The experiment ran on GitLab.com for about a month without major discrepancies. It looked like we had a solution!

Iterating on the experiment

Considering the experiment a success, but still being wary of breaking a key piece of functionality, we proceeded with caution. Rather than replacing the old behavior outright with the new, we split the two paths based on a feature flag.

When the flag was disabled the old, tried-and-true behavior would be used. With the flag enabled, we'd use the new. We shipped this change and left the flag enabled, watching for errors.

After two weeks without any reported mirroring errors, and with the security leak no longer occurring, we were satisfied we had found our fix.

First we shipped a self-managed release with the feature flag enabled by default, to ensure that if something unexpectedly broke for those installations it would be easy to revert to the previous behavior. Finally, after no errors reported from self-managed users, we removed the feature flag along with the old behavior, and closed out the confidential issue.

An annoying bug emerges

Shortly after making the new behavior the default, we started getting complaints from team members. They'd receive an automated email telling them that a push mirror was broken, only to go check on the mirror and be told everything was fine.

This went on for about two months due to the transient nature of the errors.

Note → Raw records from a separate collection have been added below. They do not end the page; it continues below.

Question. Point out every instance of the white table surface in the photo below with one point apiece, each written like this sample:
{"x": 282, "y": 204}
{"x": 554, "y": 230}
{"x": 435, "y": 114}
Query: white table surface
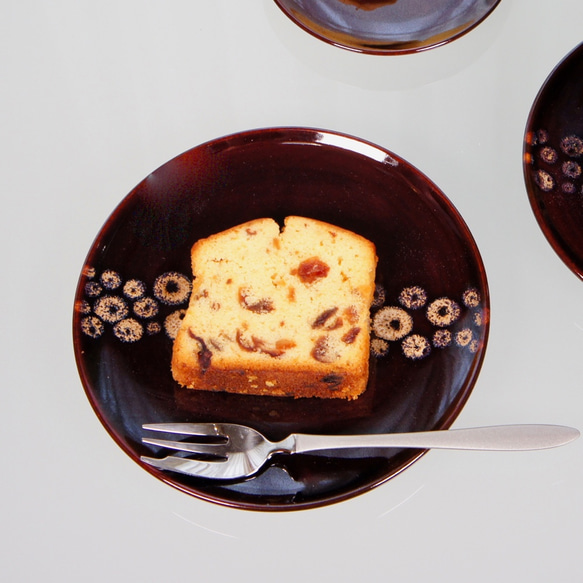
{"x": 96, "y": 95}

Every time we'd get an email and check to see if it was accurate, the mirroring reported everything was fine.

As we began to implement a new piece of tooling that depended on accurate status reporting from push mirroring, the problem became bigger than a few annoying, seemingly inaccurate emails; it was causing our tooling to behave erratically as well.

Because we had absolutely no idea what was happening or why, our first step was to add logging when Gitaly was encountering an error that would mark the mirror as failed. The logging revealed a weird anomaly where it appeared that the Security repository – the one receiving updates – appeared to be ahead of its source:

I, [2020-09-21T10:10:31] Divergent ref due to ancestry -- remote:f73bb2388a6, local:59812e04368
I, [2020-09-21T10:26:39] Divergent ref due to ancestry -- remote:8ddcb3333da, local:f73bb2388a6

In this pair, the first message is saying that the remote – the Security repository – was showing its latest commit as f73bb2388a6, and that it wasn't an ancestor of the local 59812e04368 commit, causing the error message. On the next run, we see that the local repository has "caught up" to the Security remote from the prior run.

It turned out that due to the number of branches and tags in this repository, the ls-remote command was taking so long to complete that by the time the data was returned, the local repository was updated by a new push.

Because we gathered the remote refs after the local ones, a network delay created a window for new local commits to be written and invalidate our list of local refs. Luckily there was a nice boring solution: all we had to do was swap the order in which we gather references.

Wrapping up

As soon as we swapped the order for gathering references, the transient errors went away and we finally got to close this long-standing issue. We were pleased with how we were able to modify such a critical piece of functionality safely and without any negative user impact.